Laying the Ghost Read online




  About the Book

  Have you ever wondered what your ex is up to?

  When Nell was a student, she and Patrick were a serious item. Nell really thought Patrick was The One, despite their often tempestuous relationship. But then Alex came along. He seemed the safer, more restful option, and thanks to her over-controlling mother Nell opted for him instead.

  Now nothing is going right. Alex has left her to live in New York with a younger, blonder woman. Escaping to the Caribbean for a recuperative holiday, she is mugged at Gatwick and her bag is stolen.
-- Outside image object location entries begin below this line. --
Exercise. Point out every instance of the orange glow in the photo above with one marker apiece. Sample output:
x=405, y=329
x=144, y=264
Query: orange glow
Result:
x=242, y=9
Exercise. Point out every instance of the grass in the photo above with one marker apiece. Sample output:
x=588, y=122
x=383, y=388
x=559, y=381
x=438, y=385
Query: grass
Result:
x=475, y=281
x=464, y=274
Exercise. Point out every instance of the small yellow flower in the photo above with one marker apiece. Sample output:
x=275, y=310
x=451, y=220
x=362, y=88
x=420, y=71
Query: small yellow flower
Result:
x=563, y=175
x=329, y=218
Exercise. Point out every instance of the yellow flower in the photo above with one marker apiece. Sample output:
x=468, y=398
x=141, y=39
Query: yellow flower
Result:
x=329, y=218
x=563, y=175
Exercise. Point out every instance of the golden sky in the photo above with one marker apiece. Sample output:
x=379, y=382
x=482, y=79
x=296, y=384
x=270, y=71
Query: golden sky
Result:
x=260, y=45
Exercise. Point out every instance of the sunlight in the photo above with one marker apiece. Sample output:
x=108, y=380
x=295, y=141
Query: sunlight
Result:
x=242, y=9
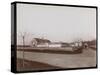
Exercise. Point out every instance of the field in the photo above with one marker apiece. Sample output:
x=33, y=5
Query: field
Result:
x=54, y=58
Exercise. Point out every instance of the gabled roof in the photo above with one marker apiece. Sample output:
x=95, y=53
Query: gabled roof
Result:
x=39, y=40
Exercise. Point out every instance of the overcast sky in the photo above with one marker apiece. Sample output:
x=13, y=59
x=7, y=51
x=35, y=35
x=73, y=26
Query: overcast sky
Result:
x=55, y=23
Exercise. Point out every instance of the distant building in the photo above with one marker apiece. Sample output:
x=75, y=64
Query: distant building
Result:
x=38, y=42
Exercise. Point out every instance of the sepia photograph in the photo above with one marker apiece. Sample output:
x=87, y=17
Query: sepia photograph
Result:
x=55, y=37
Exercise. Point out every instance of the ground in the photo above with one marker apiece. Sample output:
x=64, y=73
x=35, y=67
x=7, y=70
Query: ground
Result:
x=52, y=59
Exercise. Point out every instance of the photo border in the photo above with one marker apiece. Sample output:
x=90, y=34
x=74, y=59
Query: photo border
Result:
x=13, y=61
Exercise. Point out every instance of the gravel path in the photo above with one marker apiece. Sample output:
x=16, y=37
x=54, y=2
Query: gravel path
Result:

It’s crisis time – and she makes two decisions:

  First – she will take lessons in self-defence.

  Second – she will try and find Patrick again.

  Is she trying to put the past behind her – or setting out to ruin her future?

  Contents

  About the Book

  Title Page

  Acknowledgements

  Epigraph

  1. Four Seasons in One Day

  2. Changes

  3. No Surrender

  4. Heroes and Villains

  5. Time is Running Out

  6. Sunday Girl

  7. The Kiss

  8. Wishing Well

  9. Change the Locks

  10. Manic Monday

  11. Sweet Wine

  12. Midnight Rambler

  13. Big Wheel

  14. Angels with Dirty Faces

  15. Weekend without Make-Up

  16. Don’t Look Back in Anger

  17. Castles Made of Sand

  About the Author

  Also by Judy Astley

  Copyright

  Acknowledgements

  Massive thanks to the following people for top-of-the-range friendship, invaluable research help, gossipy lunches and shared secrets. This book couldn’t have happened without you:

  Chris Chesney

  George (sleuth) Edwards

  Linda Evans

  Katie Fffffforde

  Rebecca Gregson

  Michelle (rock chick) Hurst

  Nicola Joss

  Frané (hacker) Lessac

  Rory MacLean

  Rowena (Rosie) Milne

  David Snelling

  Terry Whitworth

  Barbara Williams

  Laying the Ghost is entirely fiction. Nobody I know or have ever met is in this book; not even you. In fact – especially not you.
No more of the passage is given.